その後、正岡子規は松山へ養生のため帰郷し、漱石は英語教師として松山の中学校に赴任します。この時、子規と漱石は共同生活を始め、そこを「愚陀仏庵」と呼んでいました。

正岡子規の周りには人が集まり、ここでも友人に囲まれ句会を開いています。漱石は人の集まりがうるさいが仕方なく俳句をやると言っていましたが、共同生活をした明治28年、夏目漱石が生涯で一番俳句を詠んだ年とも言われているのです。

夏目漱石は明治28年から正岡子規が亡くなる直前まで膨大な数の俳句を子規に送り、添削を求めていました。

(正岡子規へ送りたる句稿 その一より)

「崖下に 紫苑咲きけり 石の間」

「汽車去って 稲の波うつ 畑かな」

(正岡子規へ送りたる句稿 そのニより)

「紅葉散る ちりゝちりゝとちゞくれて」

「時鳥 あれに見ゆるが 知恩院」

「猫も聞け 杓子も是ヘ 時鳥」

「五月雨ぞ 何処まで行ても 時鳥」

夏目漱石が正岡子規ヘ送った俳句の一部です。夏目漱石は子規の俳句の影響を色濃く受けていました。

正岡子規の、俳句をより写実的に詠むという手法が漱石の俳句からも見てとれます。子規の俳句によく登場した「五月雨」の季語を漱石の俳句にも見ることができます。そして「時鳥」。漱石が子規を尊敬し、俳句を心から愛した証がこの句稿を見れば一目瞭然なのです。

最後に、漱石が亡くなった子規に送った俳句です。

「永き日や 欠伸(あくび)うつして 別れ行く」(夏目漱石/漱石句集)

寂しさや悲しみを匂わせるのではなく、最後まで漱石らしい愛嬌のある俳句に子規も笑いながらこの世を旅立ったのかもしれません。

イギリス留学を終えて

夏目漱石がイギリスに留学していたことは有名ですが、帰国後はどのような生活を送っていたのでしょうか。

明治36年イギリスから帰国した夏目漱石は東京帝国大学の講師になっています。それまでは外国人が教鞭を振っていましたが、賃金が高いという理由で外国人教師に代わって留学を終えた日本人が英語の教師になるという時代に変わっていったのです。

夏目漱石が来たことにより小泉八雲(ラフカディオ・ハーン)は解雇されています。

この時、漱石が詠んだ面白い俳句があります。

「能もなき 教師とならん あら涼し」(夏目漱石/漱石全集)

漱石の教師としてのやる気のなさや自分には向いていないという後ろ向きな態度が、最後の「あら涼し」でさらに伝わってくる一句になっています。
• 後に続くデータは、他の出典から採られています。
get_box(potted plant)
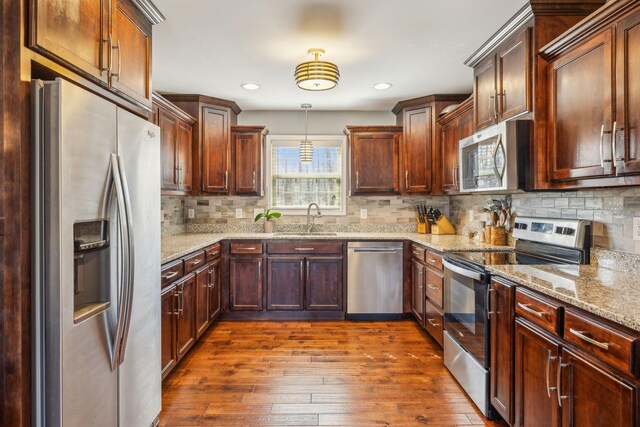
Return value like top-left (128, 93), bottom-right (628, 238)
top-left (254, 209), bottom-right (281, 233)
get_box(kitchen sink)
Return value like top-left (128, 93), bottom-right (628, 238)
top-left (274, 232), bottom-right (338, 236)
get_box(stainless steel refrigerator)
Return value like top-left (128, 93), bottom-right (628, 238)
top-left (32, 78), bottom-right (161, 426)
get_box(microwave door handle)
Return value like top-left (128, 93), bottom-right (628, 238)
top-left (492, 134), bottom-right (506, 182)
top-left (442, 259), bottom-right (484, 282)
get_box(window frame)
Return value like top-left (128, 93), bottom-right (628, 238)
top-left (265, 134), bottom-right (348, 216)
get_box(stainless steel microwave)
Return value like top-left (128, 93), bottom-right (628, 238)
top-left (458, 120), bottom-right (531, 193)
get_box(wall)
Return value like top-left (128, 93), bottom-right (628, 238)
top-left (450, 187), bottom-right (640, 254)
top-left (238, 110), bottom-right (396, 134)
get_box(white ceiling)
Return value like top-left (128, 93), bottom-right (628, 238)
top-left (152, 0), bottom-right (528, 111)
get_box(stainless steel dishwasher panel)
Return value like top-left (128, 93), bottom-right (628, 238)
top-left (347, 242), bottom-right (403, 318)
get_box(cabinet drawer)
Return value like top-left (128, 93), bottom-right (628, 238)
top-left (425, 300), bottom-right (444, 347)
top-left (204, 243), bottom-right (222, 261)
top-left (564, 309), bottom-right (639, 376)
top-left (230, 242), bottom-right (263, 254)
top-left (161, 260), bottom-right (183, 288)
top-left (411, 244), bottom-right (426, 261)
top-left (267, 241), bottom-right (343, 255)
top-left (425, 268), bottom-right (443, 309)
top-left (515, 288), bottom-right (562, 336)
top-left (183, 251), bottom-right (206, 274)
top-left (425, 251), bottom-right (443, 271)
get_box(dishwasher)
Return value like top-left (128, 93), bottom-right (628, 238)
top-left (346, 242), bottom-right (403, 320)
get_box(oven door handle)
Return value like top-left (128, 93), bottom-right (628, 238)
top-left (442, 259), bottom-right (484, 282)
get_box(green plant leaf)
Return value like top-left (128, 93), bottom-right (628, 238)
top-left (268, 212), bottom-right (282, 219)
top-left (254, 213), bottom-right (266, 222)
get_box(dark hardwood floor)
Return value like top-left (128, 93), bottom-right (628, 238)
top-left (160, 320), bottom-right (507, 426)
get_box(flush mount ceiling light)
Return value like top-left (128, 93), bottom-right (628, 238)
top-left (373, 83), bottom-right (393, 90)
top-left (300, 103), bottom-right (313, 164)
top-left (241, 83), bottom-right (260, 90)
top-left (294, 48), bottom-right (339, 91)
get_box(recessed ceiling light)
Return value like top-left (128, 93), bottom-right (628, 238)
top-left (373, 83), bottom-right (392, 90)
top-left (241, 83), bottom-right (260, 90)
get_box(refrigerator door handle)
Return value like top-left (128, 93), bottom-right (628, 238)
top-left (116, 155), bottom-right (136, 365)
top-left (108, 153), bottom-right (130, 371)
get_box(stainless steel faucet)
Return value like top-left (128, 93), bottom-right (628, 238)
top-left (306, 203), bottom-right (322, 233)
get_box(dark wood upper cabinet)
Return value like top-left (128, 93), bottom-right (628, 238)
top-left (160, 285), bottom-right (177, 380)
top-left (474, 55), bottom-right (498, 130)
top-left (232, 126), bottom-right (268, 196)
top-left (229, 257), bottom-right (263, 311)
top-left (29, 0), bottom-right (163, 109)
top-left (615, 8), bottom-right (640, 175)
top-left (489, 278), bottom-right (517, 425)
top-left (437, 97), bottom-right (473, 193)
top-left (163, 94), bottom-right (241, 196)
top-left (153, 93), bottom-right (195, 195)
top-left (267, 257), bottom-right (304, 310)
top-left (345, 126), bottom-right (401, 195)
top-left (305, 257), bottom-right (343, 311)
top-left (548, 30), bottom-right (615, 182)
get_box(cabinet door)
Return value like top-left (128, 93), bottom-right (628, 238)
top-left (30, 0), bottom-right (109, 83)
top-left (441, 118), bottom-right (460, 193)
top-left (514, 320), bottom-right (561, 427)
top-left (159, 109), bottom-right (178, 191)
top-left (559, 347), bottom-right (637, 427)
top-left (403, 107), bottom-right (433, 193)
top-left (267, 257), bottom-right (304, 310)
top-left (229, 257), bottom-right (263, 310)
top-left (176, 275), bottom-right (196, 360)
top-left (201, 106), bottom-right (230, 193)
top-left (497, 27), bottom-right (531, 121)
top-left (160, 286), bottom-right (177, 379)
top-left (177, 120), bottom-right (193, 192)
top-left (208, 258), bottom-right (222, 321)
top-left (110, 0), bottom-right (152, 106)
top-left (474, 55), bottom-right (497, 130)
top-left (549, 29), bottom-right (614, 181)
top-left (459, 107), bottom-right (474, 139)
top-left (490, 279), bottom-right (516, 425)
top-left (234, 131), bottom-right (261, 195)
top-left (351, 132), bottom-right (400, 194)
top-left (616, 10), bottom-right (640, 175)
top-left (304, 257), bottom-right (343, 311)
top-left (411, 259), bottom-right (425, 325)
top-left (195, 264), bottom-right (210, 338)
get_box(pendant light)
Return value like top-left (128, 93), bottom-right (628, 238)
top-left (295, 49), bottom-right (339, 91)
top-left (300, 104), bottom-right (313, 164)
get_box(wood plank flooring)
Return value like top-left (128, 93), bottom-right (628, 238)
top-left (160, 320), bottom-right (507, 426)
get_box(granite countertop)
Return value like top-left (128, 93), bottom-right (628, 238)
top-left (161, 232), bottom-right (511, 264)
top-left (488, 264), bottom-right (640, 332)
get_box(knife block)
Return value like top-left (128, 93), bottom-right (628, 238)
top-left (416, 221), bottom-right (430, 234)
top-left (431, 216), bottom-right (456, 235)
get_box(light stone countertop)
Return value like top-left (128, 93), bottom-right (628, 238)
top-left (488, 264), bottom-right (640, 332)
top-left (161, 232), bottom-right (511, 264)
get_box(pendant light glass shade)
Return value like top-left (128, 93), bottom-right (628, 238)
top-left (300, 104), bottom-right (313, 164)
top-left (295, 49), bottom-right (339, 91)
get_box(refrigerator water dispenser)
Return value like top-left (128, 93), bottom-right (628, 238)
top-left (73, 220), bottom-right (111, 323)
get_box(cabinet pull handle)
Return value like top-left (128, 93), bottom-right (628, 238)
top-left (224, 170), bottom-right (229, 190)
top-left (611, 121), bottom-right (617, 166)
top-left (568, 328), bottom-right (609, 350)
top-left (556, 356), bottom-right (570, 407)
top-left (489, 93), bottom-right (494, 121)
top-left (600, 124), bottom-right (605, 168)
top-left (356, 171), bottom-right (359, 189)
top-left (427, 284), bottom-right (438, 291)
top-left (177, 289), bottom-right (184, 315)
top-left (252, 171), bottom-right (256, 189)
top-left (294, 248), bottom-right (315, 251)
top-left (101, 36), bottom-right (112, 75)
top-left (162, 271), bottom-right (179, 280)
top-left (486, 288), bottom-right (495, 319)
top-left (190, 259), bottom-right (202, 266)
top-left (614, 125), bottom-right (625, 161)
top-left (428, 258), bottom-right (438, 264)
top-left (517, 302), bottom-right (546, 318)
top-left (239, 247), bottom-right (256, 251)
top-left (427, 318), bottom-right (440, 327)
top-left (405, 170), bottom-right (409, 189)
top-left (173, 292), bottom-right (180, 317)
top-left (546, 349), bottom-right (557, 398)
top-left (111, 40), bottom-right (121, 81)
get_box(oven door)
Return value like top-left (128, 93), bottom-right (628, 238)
top-left (442, 258), bottom-right (489, 367)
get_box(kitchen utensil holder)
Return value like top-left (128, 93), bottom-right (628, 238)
top-left (490, 226), bottom-right (507, 245)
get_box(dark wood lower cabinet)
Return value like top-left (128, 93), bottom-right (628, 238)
top-left (176, 274), bottom-right (197, 360)
top-left (560, 347), bottom-right (637, 427)
top-left (229, 257), bottom-right (263, 310)
top-left (490, 278), bottom-right (516, 425)
top-left (411, 258), bottom-right (425, 325)
top-left (208, 258), bottom-right (222, 321)
top-left (160, 286), bottom-right (178, 380)
top-left (305, 257), bottom-right (343, 311)
top-left (267, 257), bottom-right (304, 310)
top-left (514, 319), bottom-right (561, 427)
top-left (195, 264), bottom-right (210, 337)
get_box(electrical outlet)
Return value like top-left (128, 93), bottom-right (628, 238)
top-left (235, 208), bottom-right (243, 219)
top-left (360, 209), bottom-right (368, 219)
top-left (187, 209), bottom-right (195, 219)
top-left (468, 209), bottom-right (475, 222)
top-left (634, 217), bottom-right (640, 241)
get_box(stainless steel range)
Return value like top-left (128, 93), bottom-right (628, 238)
top-left (441, 217), bottom-right (591, 419)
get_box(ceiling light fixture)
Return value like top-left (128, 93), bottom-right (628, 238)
top-left (300, 103), bottom-right (313, 164)
top-left (241, 83), bottom-right (260, 90)
top-left (294, 48), bottom-right (339, 91)
top-left (373, 83), bottom-right (392, 90)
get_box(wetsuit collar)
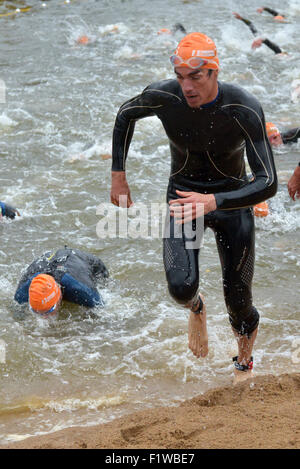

ラフカディオ・ハーンは生徒たちにとても人気があり、八雲留任運動まで起こったほどです。夏目漱石にとっては大ピンチです。生徒に講義を聞いてもらえないという日々でしたが、ある時からイギリスで研究し、陶酔したというシェイクスピアの講義が当たり、大教室でさえ入りきらないほどの生徒たちが押し寄せるという盛況ぶりに、東京帝国大学は漱石だけでもっているようなものだと言われていました。

教師という職業に就くことに違和感を感じていた漱石でしたが、才能の前には何ものもかなわないということを思い知らされる出来事でした。

漱石がシェイクスピアの一節を引用して作った独創的な句があります。

「罪もうれし 二人にかゝる 朧月」(ロミオとジュリエット)

「小夜時雨 眠るなかれと 鐘をつく」(マクベス)

イギリスで出会ったシェイクスピアに陶酔し、このような句を作り、さらにその才能は小説「坊ちゃん」や「吾輩は猫である」で開花していくのです。

小説家で知られていた夏目漱石ですが、正岡子規と出会い俳句を詠むようになり、海を渡り様々な文学に出会い日本の文学界の巨匠になっていったのです。

小説を書き、売れても俳句を詠むことはやめなかったという夏目漱石。友に教えられた俳句が漱石の原点になっていると言っても過言ではないでしょう。